Van Sarawak’s sonic stunner jumped into his fist. The crowd was milling away from them, shouting in some babble they couldn’t understand. It was a mixed lot: tall, fair round-heads, with a great deal of red hair; a number of Amerinds; half-breeds in all combinations. The men wore loose colorful blouses, tartan kilts, a sort of Scotch bonnet, shoes and knee-length stockings. Their hair was long and many favored drooping mustaches. The women had full skirts reaching to the ankles and tresses coiled under hooded cloaks. Both sexes went in for massive bracelets and necklaces.

“What happened?” whispered the Venusian. “Where are we?”

Everard sat rigid. His mind clicked over, whirling through all the eras he had known or read about. Industrial culture—those looked like steam cars, but why the sharp prows and figurehead?—coal-burning—postnuclear Reconstruction? No, they hadn’t worn kilts then, and they had spoken English…

It didn’t fit. There was no such milieu recorded.

“We’re getting out of here!”

His hands were on the controls when the large man jumped him. They went over on the pavement in a rage of fists and feet. Van Sarawak fired and sent someone else down unconscious; then he was seized from behind. The mob piled on top of them both, and things became hazy.

Everard had a confused impression of men in shining coppery breastplates and helmets, who shoved a billy-swinging way through the riot. He was fished out and supported in his grogginess while handcuffs were snapped on his wrists. Then he and Van Sarawak were searched and hustled off to a big enclosed vehicle. The Black Maria is much the same in all times.

He didn’t come back to full consciousness until they were in a damp and chilly cell with an iron-barred door.

“Name of a flame!” The Venusian slumped on a wooden cot and put his face in his hands.

Everard stood at the door, looking out. All he could see was a narrow concrete hall and the cell across it.
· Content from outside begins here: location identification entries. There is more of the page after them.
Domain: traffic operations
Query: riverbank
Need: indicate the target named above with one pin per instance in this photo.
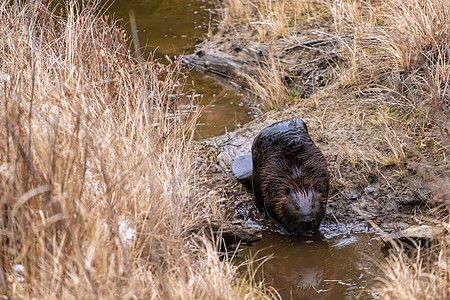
(375, 103)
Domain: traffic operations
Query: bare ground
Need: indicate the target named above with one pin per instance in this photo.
(373, 174)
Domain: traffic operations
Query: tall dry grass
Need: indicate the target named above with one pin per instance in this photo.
(268, 18)
(400, 51)
(98, 191)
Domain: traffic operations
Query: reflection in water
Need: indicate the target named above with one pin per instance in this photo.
(318, 267)
(174, 27)
(299, 267)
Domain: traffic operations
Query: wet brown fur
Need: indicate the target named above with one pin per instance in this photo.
(290, 162)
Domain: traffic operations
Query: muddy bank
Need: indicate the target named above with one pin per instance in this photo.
(368, 185)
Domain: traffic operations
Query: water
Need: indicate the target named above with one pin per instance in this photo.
(335, 264)
(174, 27)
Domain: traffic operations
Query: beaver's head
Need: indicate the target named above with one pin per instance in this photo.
(300, 211)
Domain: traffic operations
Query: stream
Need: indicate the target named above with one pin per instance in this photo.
(336, 263)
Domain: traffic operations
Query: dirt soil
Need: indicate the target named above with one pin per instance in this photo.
(367, 183)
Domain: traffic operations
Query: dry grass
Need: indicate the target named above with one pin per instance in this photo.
(268, 18)
(267, 84)
(97, 185)
(423, 274)
(400, 51)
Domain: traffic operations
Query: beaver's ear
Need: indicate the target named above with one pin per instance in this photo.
(306, 127)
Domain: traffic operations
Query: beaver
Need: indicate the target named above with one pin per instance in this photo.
(289, 176)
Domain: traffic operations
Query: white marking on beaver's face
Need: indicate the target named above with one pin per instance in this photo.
(303, 211)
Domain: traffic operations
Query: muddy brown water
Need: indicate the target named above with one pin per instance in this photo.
(174, 27)
(337, 263)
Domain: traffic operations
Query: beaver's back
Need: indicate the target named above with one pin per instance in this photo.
(279, 153)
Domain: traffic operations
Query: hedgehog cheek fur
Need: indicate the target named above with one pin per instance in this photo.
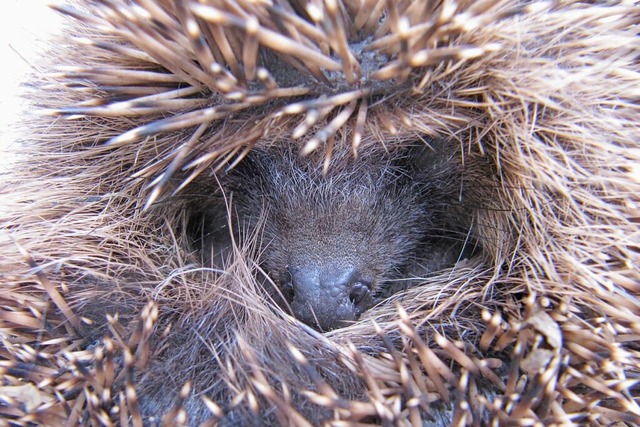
(335, 242)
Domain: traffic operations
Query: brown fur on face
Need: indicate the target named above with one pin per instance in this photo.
(109, 315)
(338, 241)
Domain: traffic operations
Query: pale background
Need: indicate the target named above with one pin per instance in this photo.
(24, 27)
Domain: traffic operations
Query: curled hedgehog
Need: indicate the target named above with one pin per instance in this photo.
(327, 212)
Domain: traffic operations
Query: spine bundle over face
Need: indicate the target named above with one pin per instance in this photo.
(305, 212)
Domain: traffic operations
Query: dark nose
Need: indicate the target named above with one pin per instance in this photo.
(328, 298)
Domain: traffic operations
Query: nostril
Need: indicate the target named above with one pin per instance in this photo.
(359, 293)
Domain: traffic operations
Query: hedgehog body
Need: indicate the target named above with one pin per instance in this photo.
(113, 311)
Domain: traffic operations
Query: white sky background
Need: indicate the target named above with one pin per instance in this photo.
(24, 25)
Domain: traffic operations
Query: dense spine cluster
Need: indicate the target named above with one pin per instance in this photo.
(108, 316)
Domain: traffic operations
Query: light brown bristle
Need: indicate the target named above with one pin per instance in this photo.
(100, 289)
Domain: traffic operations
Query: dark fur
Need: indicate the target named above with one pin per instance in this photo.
(379, 220)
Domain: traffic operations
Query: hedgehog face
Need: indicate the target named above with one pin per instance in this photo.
(331, 240)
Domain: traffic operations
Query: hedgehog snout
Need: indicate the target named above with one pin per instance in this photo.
(329, 297)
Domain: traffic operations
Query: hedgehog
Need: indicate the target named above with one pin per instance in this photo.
(145, 275)
(337, 242)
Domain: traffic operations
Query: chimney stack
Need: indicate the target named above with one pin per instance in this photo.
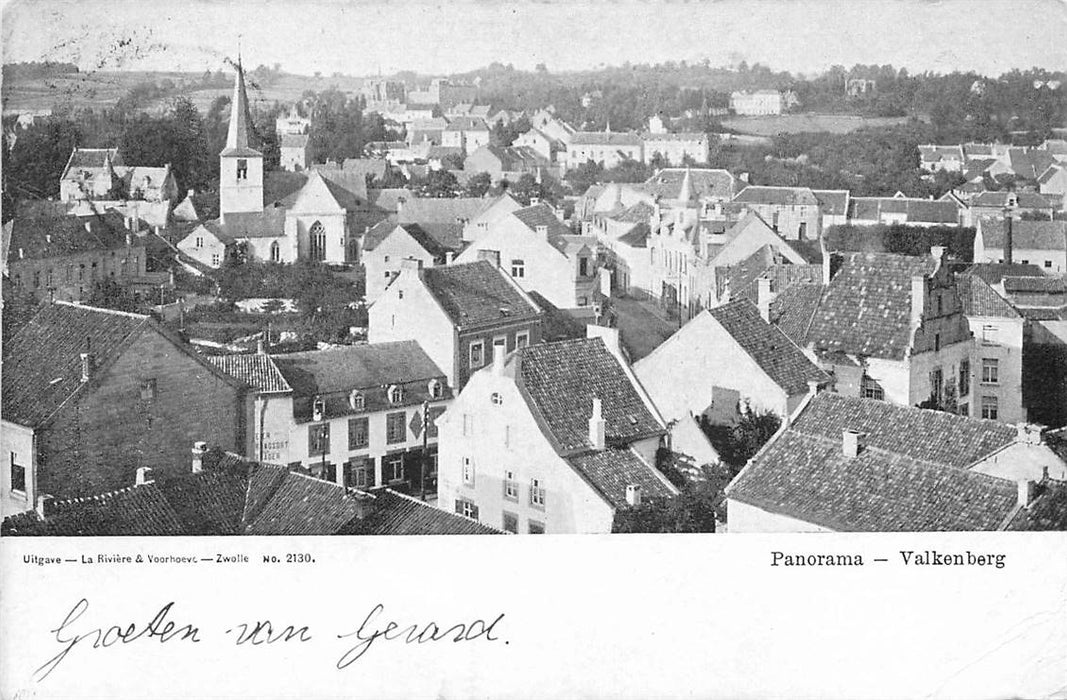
(198, 449)
(851, 443)
(46, 507)
(598, 427)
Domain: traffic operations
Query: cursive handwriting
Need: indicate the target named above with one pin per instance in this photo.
(159, 627)
(412, 634)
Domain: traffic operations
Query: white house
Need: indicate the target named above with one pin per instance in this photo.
(554, 439)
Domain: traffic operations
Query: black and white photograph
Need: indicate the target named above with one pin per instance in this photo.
(627, 269)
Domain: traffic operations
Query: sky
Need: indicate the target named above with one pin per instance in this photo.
(366, 36)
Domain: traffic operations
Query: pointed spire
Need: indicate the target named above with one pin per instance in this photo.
(237, 137)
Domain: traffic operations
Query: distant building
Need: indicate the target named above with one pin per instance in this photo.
(552, 439)
(847, 464)
(92, 395)
(758, 102)
(458, 313)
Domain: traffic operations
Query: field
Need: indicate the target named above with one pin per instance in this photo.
(768, 126)
(104, 89)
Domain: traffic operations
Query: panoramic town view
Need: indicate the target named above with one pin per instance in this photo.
(674, 295)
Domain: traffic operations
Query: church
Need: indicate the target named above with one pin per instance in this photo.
(282, 217)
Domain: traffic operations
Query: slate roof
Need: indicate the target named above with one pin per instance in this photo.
(256, 370)
(235, 496)
(910, 475)
(980, 299)
(782, 361)
(1025, 235)
(705, 181)
(53, 235)
(42, 363)
(866, 307)
(477, 292)
(610, 471)
(560, 380)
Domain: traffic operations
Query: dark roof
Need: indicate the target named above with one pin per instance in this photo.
(235, 496)
(476, 292)
(909, 476)
(610, 471)
(560, 381)
(255, 370)
(1025, 235)
(52, 236)
(980, 299)
(866, 307)
(773, 351)
(42, 363)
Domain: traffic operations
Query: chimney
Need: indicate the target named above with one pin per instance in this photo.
(1025, 492)
(851, 443)
(764, 297)
(198, 449)
(46, 507)
(918, 299)
(1007, 238)
(598, 426)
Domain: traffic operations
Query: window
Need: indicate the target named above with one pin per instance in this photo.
(990, 370)
(318, 241)
(537, 493)
(17, 475)
(394, 467)
(396, 431)
(467, 471)
(466, 508)
(510, 486)
(359, 430)
(318, 439)
(476, 354)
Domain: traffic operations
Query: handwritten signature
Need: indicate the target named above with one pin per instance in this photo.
(163, 630)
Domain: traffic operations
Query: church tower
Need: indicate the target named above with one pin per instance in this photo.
(240, 165)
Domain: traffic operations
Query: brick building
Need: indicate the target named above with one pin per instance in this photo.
(91, 395)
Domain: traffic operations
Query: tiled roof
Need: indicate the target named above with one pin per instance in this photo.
(610, 471)
(777, 195)
(980, 299)
(561, 379)
(476, 292)
(53, 235)
(705, 181)
(256, 370)
(773, 351)
(42, 363)
(866, 307)
(235, 496)
(809, 478)
(1025, 235)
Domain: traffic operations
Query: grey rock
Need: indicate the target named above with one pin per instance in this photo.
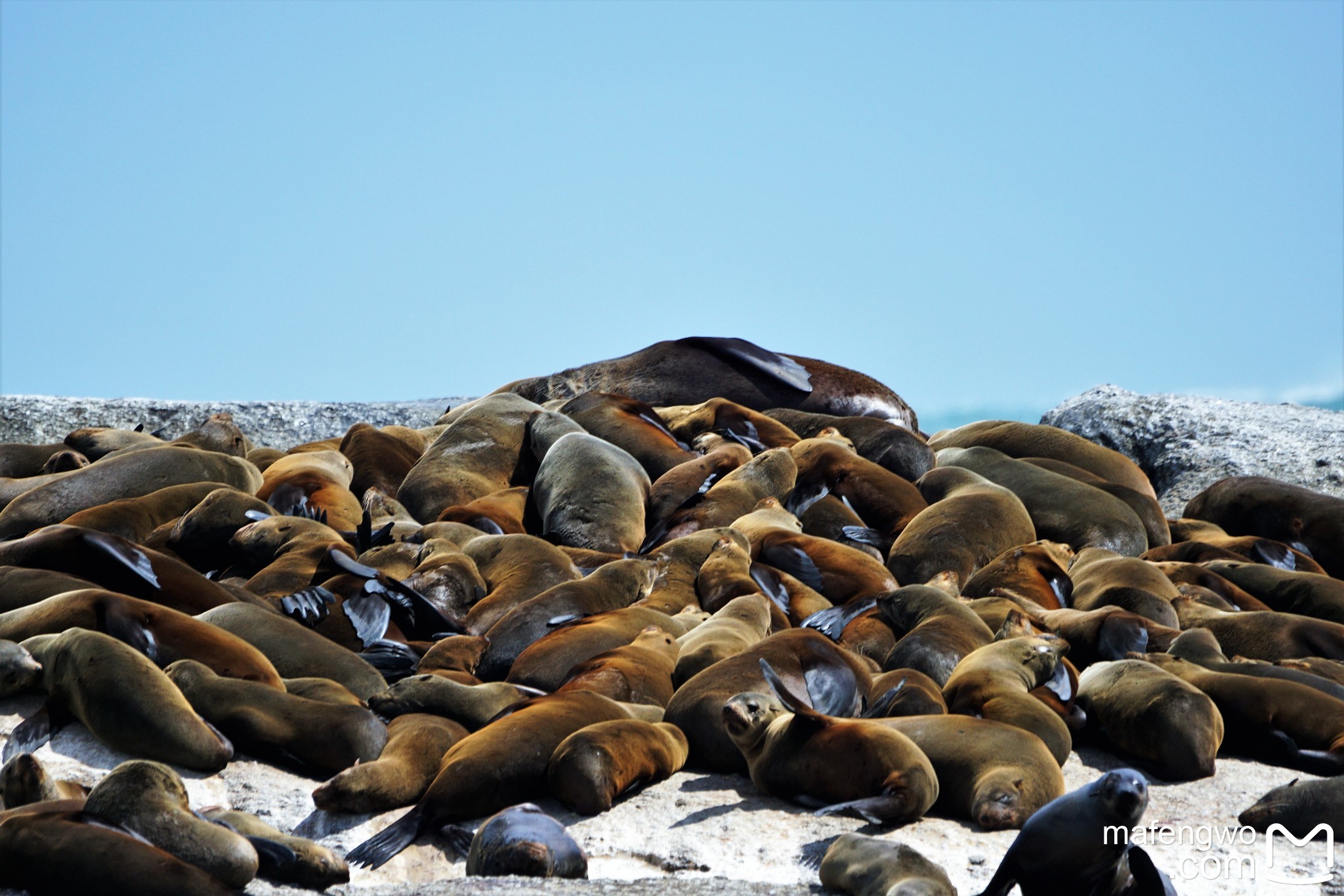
(46, 418)
(1186, 443)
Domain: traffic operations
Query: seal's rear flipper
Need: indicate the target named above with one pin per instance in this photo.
(457, 837)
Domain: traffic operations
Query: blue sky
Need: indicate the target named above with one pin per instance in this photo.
(986, 206)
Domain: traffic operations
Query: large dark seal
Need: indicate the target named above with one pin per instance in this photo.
(694, 370)
(1063, 848)
(519, 842)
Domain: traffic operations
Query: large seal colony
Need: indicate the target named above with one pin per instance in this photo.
(702, 555)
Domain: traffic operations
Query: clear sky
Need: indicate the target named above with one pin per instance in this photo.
(986, 206)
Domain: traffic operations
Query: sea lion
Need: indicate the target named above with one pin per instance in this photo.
(35, 852)
(836, 680)
(830, 765)
(894, 448)
(632, 426)
(23, 781)
(872, 866)
(18, 669)
(495, 514)
(401, 774)
(1035, 571)
(379, 460)
(940, 630)
(1144, 506)
(995, 683)
(318, 481)
(730, 419)
(273, 723)
(136, 519)
(473, 457)
(128, 704)
(1265, 634)
(1282, 723)
(741, 624)
(545, 662)
(150, 798)
(497, 766)
(688, 371)
(591, 493)
(990, 773)
(1104, 578)
(123, 478)
(1032, 439)
(640, 672)
(1303, 593)
(471, 706)
(610, 587)
(1301, 519)
(519, 842)
(163, 634)
(601, 762)
(969, 521)
(1062, 848)
(1164, 723)
(114, 563)
(1062, 510)
(1300, 806)
(295, 651)
(314, 865)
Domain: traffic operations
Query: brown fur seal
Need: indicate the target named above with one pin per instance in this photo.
(598, 764)
(116, 565)
(1301, 519)
(519, 842)
(123, 478)
(995, 683)
(1102, 578)
(1062, 510)
(401, 774)
(835, 679)
(545, 662)
(1032, 439)
(23, 781)
(741, 624)
(1035, 571)
(1144, 506)
(497, 766)
(992, 774)
(1164, 723)
(640, 672)
(938, 630)
(610, 587)
(692, 370)
(273, 723)
(870, 866)
(150, 798)
(295, 651)
(1278, 722)
(591, 493)
(632, 426)
(163, 634)
(969, 521)
(1303, 593)
(830, 765)
(1264, 636)
(1300, 806)
(312, 865)
(473, 457)
(129, 704)
(35, 852)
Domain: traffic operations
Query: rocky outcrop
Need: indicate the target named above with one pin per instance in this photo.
(45, 418)
(1186, 443)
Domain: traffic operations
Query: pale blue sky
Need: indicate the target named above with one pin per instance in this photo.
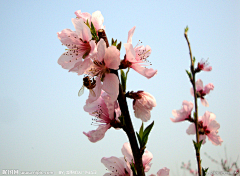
(41, 116)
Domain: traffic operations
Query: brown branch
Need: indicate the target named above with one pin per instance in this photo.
(102, 34)
(130, 132)
(196, 106)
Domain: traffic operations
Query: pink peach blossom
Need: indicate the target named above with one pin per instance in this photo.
(136, 57)
(201, 92)
(143, 105)
(162, 172)
(103, 109)
(106, 59)
(146, 158)
(96, 18)
(184, 113)
(204, 65)
(208, 126)
(79, 45)
(116, 166)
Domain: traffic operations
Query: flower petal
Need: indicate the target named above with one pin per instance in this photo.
(214, 138)
(98, 134)
(111, 85)
(97, 20)
(85, 16)
(101, 49)
(68, 38)
(204, 102)
(127, 152)
(130, 53)
(82, 29)
(191, 129)
(147, 72)
(163, 172)
(68, 59)
(112, 58)
(199, 85)
(130, 34)
(117, 166)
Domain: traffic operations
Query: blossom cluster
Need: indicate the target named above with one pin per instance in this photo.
(207, 125)
(122, 166)
(88, 53)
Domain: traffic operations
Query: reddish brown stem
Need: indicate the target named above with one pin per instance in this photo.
(196, 106)
(130, 133)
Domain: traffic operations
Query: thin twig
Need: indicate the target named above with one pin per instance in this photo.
(196, 106)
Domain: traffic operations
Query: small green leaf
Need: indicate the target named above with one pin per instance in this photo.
(123, 80)
(121, 118)
(189, 74)
(146, 134)
(197, 145)
(93, 32)
(194, 59)
(86, 54)
(204, 171)
(141, 131)
(119, 46)
(139, 139)
(87, 23)
(186, 29)
(133, 168)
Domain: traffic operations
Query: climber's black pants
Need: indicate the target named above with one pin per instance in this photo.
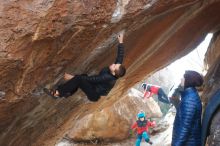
(162, 96)
(71, 86)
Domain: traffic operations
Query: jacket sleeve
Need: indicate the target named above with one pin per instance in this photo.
(97, 78)
(120, 54)
(151, 124)
(188, 109)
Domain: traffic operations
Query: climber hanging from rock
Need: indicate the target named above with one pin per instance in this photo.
(141, 126)
(93, 86)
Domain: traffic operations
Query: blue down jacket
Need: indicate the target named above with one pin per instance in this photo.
(187, 124)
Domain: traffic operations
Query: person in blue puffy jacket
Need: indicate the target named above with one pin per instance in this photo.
(187, 123)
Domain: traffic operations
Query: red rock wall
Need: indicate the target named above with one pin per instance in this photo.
(41, 39)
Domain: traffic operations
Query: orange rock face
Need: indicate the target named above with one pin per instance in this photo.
(41, 39)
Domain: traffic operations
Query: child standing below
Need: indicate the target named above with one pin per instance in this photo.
(141, 125)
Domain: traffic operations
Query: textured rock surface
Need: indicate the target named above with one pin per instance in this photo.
(212, 83)
(41, 39)
(116, 118)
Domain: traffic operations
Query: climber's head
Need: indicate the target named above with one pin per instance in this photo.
(117, 70)
(144, 85)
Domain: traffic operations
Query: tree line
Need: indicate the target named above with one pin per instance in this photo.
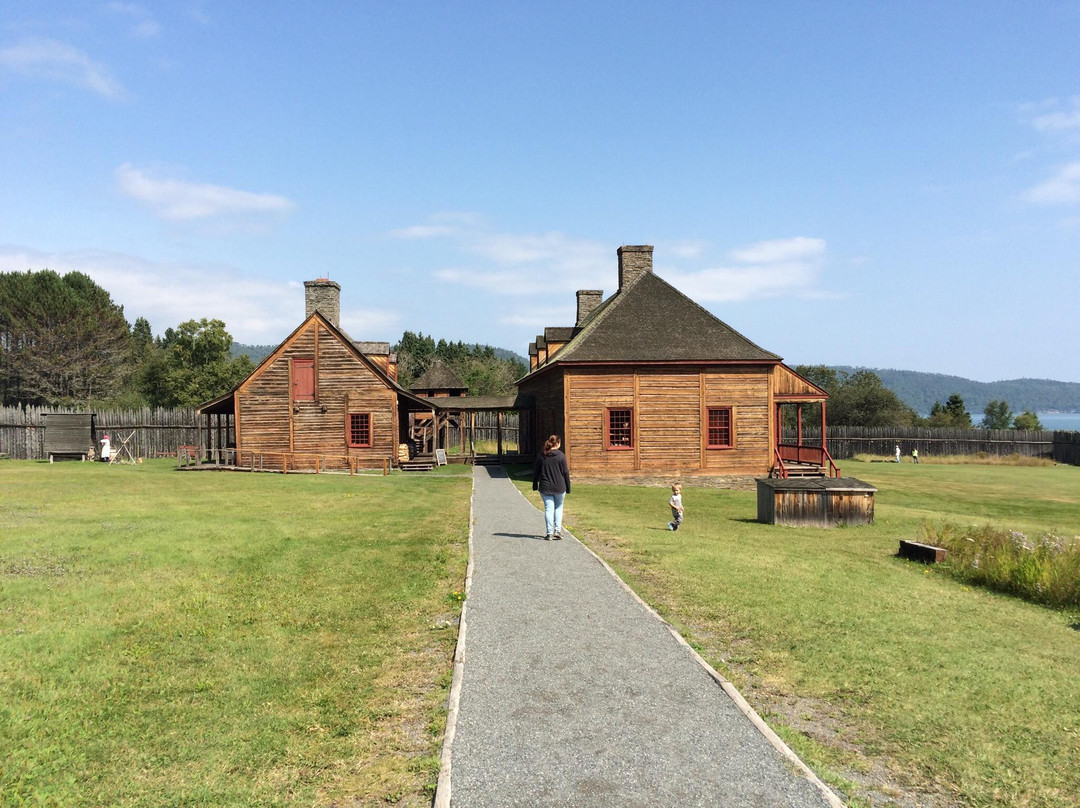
(861, 399)
(64, 341)
(478, 366)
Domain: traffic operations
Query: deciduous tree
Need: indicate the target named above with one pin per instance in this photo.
(1027, 419)
(191, 364)
(997, 415)
(859, 399)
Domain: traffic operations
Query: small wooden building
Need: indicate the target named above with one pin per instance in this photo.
(69, 434)
(648, 382)
(318, 399)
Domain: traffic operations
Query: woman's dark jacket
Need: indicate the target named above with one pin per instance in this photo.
(551, 473)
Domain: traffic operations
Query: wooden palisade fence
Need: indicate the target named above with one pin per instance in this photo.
(157, 431)
(846, 442)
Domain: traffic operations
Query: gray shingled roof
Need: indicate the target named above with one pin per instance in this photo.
(651, 321)
(439, 377)
(558, 334)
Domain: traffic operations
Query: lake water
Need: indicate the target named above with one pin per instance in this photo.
(1060, 420)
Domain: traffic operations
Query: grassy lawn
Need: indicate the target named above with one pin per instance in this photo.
(892, 679)
(220, 638)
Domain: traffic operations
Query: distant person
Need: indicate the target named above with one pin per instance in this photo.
(551, 476)
(676, 506)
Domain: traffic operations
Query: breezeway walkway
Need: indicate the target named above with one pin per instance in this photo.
(574, 694)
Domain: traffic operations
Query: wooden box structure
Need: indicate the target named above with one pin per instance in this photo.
(68, 434)
(815, 501)
(648, 382)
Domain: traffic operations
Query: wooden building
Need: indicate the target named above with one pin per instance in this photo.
(318, 399)
(648, 382)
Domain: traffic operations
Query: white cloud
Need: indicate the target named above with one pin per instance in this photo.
(515, 264)
(538, 265)
(167, 293)
(538, 318)
(374, 324)
(144, 26)
(423, 231)
(1057, 117)
(1064, 187)
(684, 248)
(775, 268)
(46, 58)
(181, 201)
(798, 248)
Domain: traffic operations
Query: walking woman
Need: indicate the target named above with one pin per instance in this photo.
(551, 476)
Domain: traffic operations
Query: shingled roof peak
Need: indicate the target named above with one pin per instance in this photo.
(651, 321)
The map of Ireland stared cheerfully through those bars and called something unintelligible.

“What’s going on?” Van Sarawak’s slim body shuddered.

“I don’t know,” said Everard very slowly. “I just don’t know. That machine was supposed to be foolproof, but maybe we’re bigger fools than they allowed for.”

“There’s no such place as this,” said Van Sarawak desperately. “A dream?” He pinched himself and managed a rueful smile. His lip was cut and swelling, and he had the start of a gorgeous shiner. “Logically, my friend, a pinch is no test of reality, but it has a certain reassuring effect.”

“I wish it didn’t,” said Everard.

He grabbed the bars so hard they rattled. “Could the controls have been askew, in spite of everything? Is there any city, any when on Earth—because I’m damned sure this is Earth, at least—any city, however obscure, which was ever like this?”

“Not to my knowledge.”

Everard hung onto his sanity and rallied all the mental training the Patrol had ever given him. That included total recall; and he had studied history, even the history of ages he had never seen, with a thoroughness that should have earned him several Ph.D.’s.

“No,” he said at last. “Kilted brachycephalic whites, mixed up with Indians and using steam-driven automobiles, haven’t happened.”

“Coordinator Stantel V,” said Van Sarawak faintly. “In the thirty-eighth century. The Great Experimenter—colonies reproducing past societies—”

“Not any like this,” said Everard.

The truth was growing in him, and he would have traded his soul for things to be otherwise. It took all the strength he had to keep from screaming and bashing his brains out against the wall.

“We’ll have to see,” he said in a flat tone.

A policeman (Everard assumed they were in the hands of the law) brought them a meal and tried to talk to them. Van Sarawak said the language sounded Celtic, but he couldn’t make out more than a few words. The meal wasn’t bad.

Toward evening, they were led off to a washroom and got cleaned up under official guns. Everard studied the weapons: eight-shot revolvers and long-barreled rifles. There were gas lights, whose brackets repeated the motif of wreathing vines and snakes. The facilities and firearms, as well as the smell, suggested a technology roughly equivalent to the earlier nineteenth century.